Industry apologists have been downplaying Grenada's Prime Minister's intense political alliance with the Peoples' Republic of China, and ignoring the country's continued business relationship with the Chinese-controlled HANG SHENG GROUP. A number of Chinese nationals, all holding CBI passports from the Caribbean, have been arrested in the United States on a variety of criminal charges, including white collar crime and industrial espionage conduced on behalf of China, and this new $15,000 visa bond, as what was previously imposed on citizens of Antigua & Dominica, also CBI-issuing states, is the real reason for this new American action.

I have repeatedly warned Grenada about the probable consequences of operating a rogue CBI program. Wake up, Grenada, before you see an even stronger American response to your sale of CBI passports to criminals and high risk individuals targeting the United States for China. Reform your CBI program; if you cannot , then terminate it.

Wednesday, March 18, 2026

HOW DID BVI PREMIER ANDREW FAHIE'S CO-DEFENDANT, OLEANVINE PICKERING MAYNARD SERVE ONLY ONE YEAR OF A NINE YEAR SENTENCE ON COCAINE CHARGES?
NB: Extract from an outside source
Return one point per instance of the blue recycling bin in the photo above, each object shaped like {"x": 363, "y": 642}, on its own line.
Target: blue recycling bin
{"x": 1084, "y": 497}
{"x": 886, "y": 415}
If you know how Rule 35 Sentencing Reduction works in Federal Court, cooperating defendants often receive up to a 50% cut in their sentences. Rarely do we see more; the huge (65%) sentence reduction handed out in Miami to the Swiss banker/money launderer MATTHIAS KRULL was obviously payment for his testimony against a major Venezuelan money laundering operation, but that is the rare exception.

OLEANVINE PICKERING MAYNARD, the BVI port manager who received a nine year sentence in the ANDREW FAHIE drug & money laundering sting, served only a single year of her sentence, before being released. A 90% reduction in her sentence is quite extraordinary, and it most certainly was not as the result of her trial testimony against Fahie. We must assume that she gave evidence implicating other senior Caribbean government officials, and they either not been indicted yet, or more likely, their are sealed indictments being held until the targets are physically within the jurisdiction of the United States, such as a quick trip over to the US Virgin Islands, which is sovereign American territory.

We will be watching for the case that Oleanvine, and her son KADEEM MAYNARD, who also drew a major sentence reduction, spawned. I imagine there are some nervous government officials in the BVI with sleepless nights these days.